- Theresa May is ready to consider a dramatic U-turn on university tuition fees
- Senior Minister, Damian Green, said the Tories were doomed unless they acted
- Many students voted Labour following Jeremy Corbyn’s vow to scrap tuition fees
- Mr Green also hinted at a rethink in the Conservatives’ approach to capitalism
Theresa May is ready to consider a dramatic U-turn on university tuition fees to woo young voters back to the Tory Party.
The bombshell move was signalled yesterday by her most senior Minister, Damian Green, who said a ‘national debate may well be needed on this huge issue’.
He said the Tories were doomed unless they reacted to the surge in support for Labour, especially among the young, and called on the party to ‘change hard’. Millions of students voted Labour following Jeremy Corbyn’s vow to scrap tuition fees, slashing the Tory lead.
Prime Minister Theresa May attends a press conference at the end of a two-day EU Summit in Brussels late month
Mr Green also hinted at a fundamental rethink in the Conservatives’ approach to capitalism amid criticism of its austerity policies, saying:
‘The discontent with capitalism since the 2008 crash, which is vaguely expressed as being anti-austerity, needs to be tackled head-on.’
The Tories must adapt to the changed political landscape or risk ‘serious long-term damage to the party’s electoral prospects,’ he said, adding that his party had to be ready to ‘recast our core beliefs in a manner that captures the prevailing mood of the era’.
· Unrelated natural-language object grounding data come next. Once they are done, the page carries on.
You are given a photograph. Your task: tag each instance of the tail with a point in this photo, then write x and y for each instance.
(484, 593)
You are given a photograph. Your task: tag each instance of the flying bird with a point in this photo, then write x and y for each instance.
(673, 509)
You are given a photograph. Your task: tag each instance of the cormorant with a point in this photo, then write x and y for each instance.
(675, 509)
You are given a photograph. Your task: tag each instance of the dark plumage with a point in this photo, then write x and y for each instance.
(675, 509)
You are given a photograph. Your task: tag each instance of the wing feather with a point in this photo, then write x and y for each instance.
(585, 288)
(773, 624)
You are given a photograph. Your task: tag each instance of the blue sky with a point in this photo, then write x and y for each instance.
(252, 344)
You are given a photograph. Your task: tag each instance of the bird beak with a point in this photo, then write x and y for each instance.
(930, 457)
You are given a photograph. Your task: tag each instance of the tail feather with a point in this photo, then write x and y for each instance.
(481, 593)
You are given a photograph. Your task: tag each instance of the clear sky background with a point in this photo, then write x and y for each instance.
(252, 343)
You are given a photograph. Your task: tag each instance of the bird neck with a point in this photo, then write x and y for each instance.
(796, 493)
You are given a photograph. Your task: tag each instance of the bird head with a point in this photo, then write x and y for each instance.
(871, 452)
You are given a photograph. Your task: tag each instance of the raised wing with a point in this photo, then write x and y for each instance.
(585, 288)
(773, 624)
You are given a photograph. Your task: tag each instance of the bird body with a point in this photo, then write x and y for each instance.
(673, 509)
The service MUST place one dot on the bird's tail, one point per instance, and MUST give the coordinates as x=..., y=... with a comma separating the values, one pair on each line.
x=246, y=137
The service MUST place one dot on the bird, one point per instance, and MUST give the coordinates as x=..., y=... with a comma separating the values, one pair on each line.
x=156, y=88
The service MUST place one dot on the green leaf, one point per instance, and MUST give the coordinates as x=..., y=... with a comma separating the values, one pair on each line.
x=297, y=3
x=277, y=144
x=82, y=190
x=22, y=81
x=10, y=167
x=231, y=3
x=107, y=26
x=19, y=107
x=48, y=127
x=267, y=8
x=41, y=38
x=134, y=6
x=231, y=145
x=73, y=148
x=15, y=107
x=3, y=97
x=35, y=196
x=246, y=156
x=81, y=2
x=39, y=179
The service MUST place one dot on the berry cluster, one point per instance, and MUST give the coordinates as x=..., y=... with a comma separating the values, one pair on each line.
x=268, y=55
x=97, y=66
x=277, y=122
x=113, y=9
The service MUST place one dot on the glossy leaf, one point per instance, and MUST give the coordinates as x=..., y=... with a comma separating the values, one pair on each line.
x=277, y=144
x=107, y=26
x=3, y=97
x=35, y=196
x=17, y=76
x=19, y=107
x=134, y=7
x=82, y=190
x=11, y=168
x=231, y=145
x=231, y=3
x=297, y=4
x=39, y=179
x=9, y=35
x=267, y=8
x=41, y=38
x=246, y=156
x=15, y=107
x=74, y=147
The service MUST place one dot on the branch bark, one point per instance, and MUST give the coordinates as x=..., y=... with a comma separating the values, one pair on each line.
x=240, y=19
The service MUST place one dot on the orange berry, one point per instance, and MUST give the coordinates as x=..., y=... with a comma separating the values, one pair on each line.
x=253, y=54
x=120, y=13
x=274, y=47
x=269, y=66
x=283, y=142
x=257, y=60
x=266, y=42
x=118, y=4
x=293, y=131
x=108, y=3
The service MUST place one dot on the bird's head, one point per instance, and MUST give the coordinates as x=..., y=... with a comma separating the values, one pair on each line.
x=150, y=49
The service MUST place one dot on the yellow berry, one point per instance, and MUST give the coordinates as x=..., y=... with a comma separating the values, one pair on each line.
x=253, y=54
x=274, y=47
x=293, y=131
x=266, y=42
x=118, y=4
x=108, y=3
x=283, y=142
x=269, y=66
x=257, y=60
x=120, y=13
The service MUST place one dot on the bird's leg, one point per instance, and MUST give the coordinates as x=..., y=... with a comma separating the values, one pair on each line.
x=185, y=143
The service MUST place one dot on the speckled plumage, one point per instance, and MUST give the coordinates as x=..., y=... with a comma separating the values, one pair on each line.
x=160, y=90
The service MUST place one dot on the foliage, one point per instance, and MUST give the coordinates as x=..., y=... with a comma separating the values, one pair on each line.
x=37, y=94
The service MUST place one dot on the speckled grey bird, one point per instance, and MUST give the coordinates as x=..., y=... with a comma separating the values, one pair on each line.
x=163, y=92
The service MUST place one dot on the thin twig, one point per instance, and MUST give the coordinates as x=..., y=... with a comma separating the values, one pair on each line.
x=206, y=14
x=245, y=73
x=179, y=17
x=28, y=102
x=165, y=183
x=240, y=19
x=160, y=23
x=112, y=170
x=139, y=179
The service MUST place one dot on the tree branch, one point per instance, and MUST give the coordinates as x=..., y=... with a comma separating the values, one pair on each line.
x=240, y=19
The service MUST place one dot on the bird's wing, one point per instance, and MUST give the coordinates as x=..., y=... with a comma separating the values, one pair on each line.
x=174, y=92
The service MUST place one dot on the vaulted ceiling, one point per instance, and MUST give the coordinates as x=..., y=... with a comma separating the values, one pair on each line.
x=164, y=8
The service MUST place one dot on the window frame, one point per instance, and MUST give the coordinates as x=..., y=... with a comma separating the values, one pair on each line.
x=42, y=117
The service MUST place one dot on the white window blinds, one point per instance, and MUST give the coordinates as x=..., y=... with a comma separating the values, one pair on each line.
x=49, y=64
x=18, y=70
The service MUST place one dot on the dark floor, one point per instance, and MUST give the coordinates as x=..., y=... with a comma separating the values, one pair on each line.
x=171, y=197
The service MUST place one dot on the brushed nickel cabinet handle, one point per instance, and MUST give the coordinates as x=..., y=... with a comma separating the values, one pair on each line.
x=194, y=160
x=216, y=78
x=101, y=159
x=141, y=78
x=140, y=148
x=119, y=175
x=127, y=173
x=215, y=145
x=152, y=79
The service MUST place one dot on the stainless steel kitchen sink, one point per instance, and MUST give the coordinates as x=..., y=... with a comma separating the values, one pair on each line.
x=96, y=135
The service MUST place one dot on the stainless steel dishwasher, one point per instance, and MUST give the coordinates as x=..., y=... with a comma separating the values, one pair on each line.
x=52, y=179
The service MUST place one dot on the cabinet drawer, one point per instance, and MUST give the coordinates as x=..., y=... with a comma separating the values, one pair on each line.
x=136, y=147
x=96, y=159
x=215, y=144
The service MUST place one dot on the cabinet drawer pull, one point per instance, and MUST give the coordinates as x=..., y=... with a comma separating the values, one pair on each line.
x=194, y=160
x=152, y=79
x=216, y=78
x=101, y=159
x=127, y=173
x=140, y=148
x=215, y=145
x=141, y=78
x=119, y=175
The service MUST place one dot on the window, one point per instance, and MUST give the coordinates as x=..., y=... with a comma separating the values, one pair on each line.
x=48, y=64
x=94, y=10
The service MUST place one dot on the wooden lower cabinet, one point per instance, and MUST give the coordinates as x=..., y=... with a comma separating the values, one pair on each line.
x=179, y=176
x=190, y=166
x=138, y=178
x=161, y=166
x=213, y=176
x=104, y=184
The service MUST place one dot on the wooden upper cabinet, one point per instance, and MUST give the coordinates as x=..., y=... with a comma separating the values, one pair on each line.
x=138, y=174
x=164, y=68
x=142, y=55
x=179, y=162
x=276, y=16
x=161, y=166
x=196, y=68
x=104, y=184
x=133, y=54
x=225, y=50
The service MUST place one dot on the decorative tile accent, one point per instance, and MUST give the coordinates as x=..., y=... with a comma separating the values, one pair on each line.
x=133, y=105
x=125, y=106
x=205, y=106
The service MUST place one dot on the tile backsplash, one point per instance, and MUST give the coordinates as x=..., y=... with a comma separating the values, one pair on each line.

And he took a sideswipe at Mrs May’s predecessor David Cameron, saying renewing Tory support among the young was about more than ‘hugging huskies, cuddling hoodie-wearing teenagers and PR stunts’.
Mr Green’s comments are believed to have been sanctioned by Mrs May. She promoted him to First Secretary after the Election, effectively making him her deputy. The two have been close friends since they met at university.
However, even Mrs May did not escape criticism as Mr Green said the language she used in a hard-hitting attack on the anti-Brexit ‘metropolitan elite’ last year was ‘too tough’.
His speech in London reflects the scale of Tory alarm at the growing popularity of Mr Corbyn, but it will spark concern among traditionalists who have warned against a panic reaction to Labour gains at the Election. Mrs May could face claims that such major changes could further undermine her claim to be ‘strong and stable’.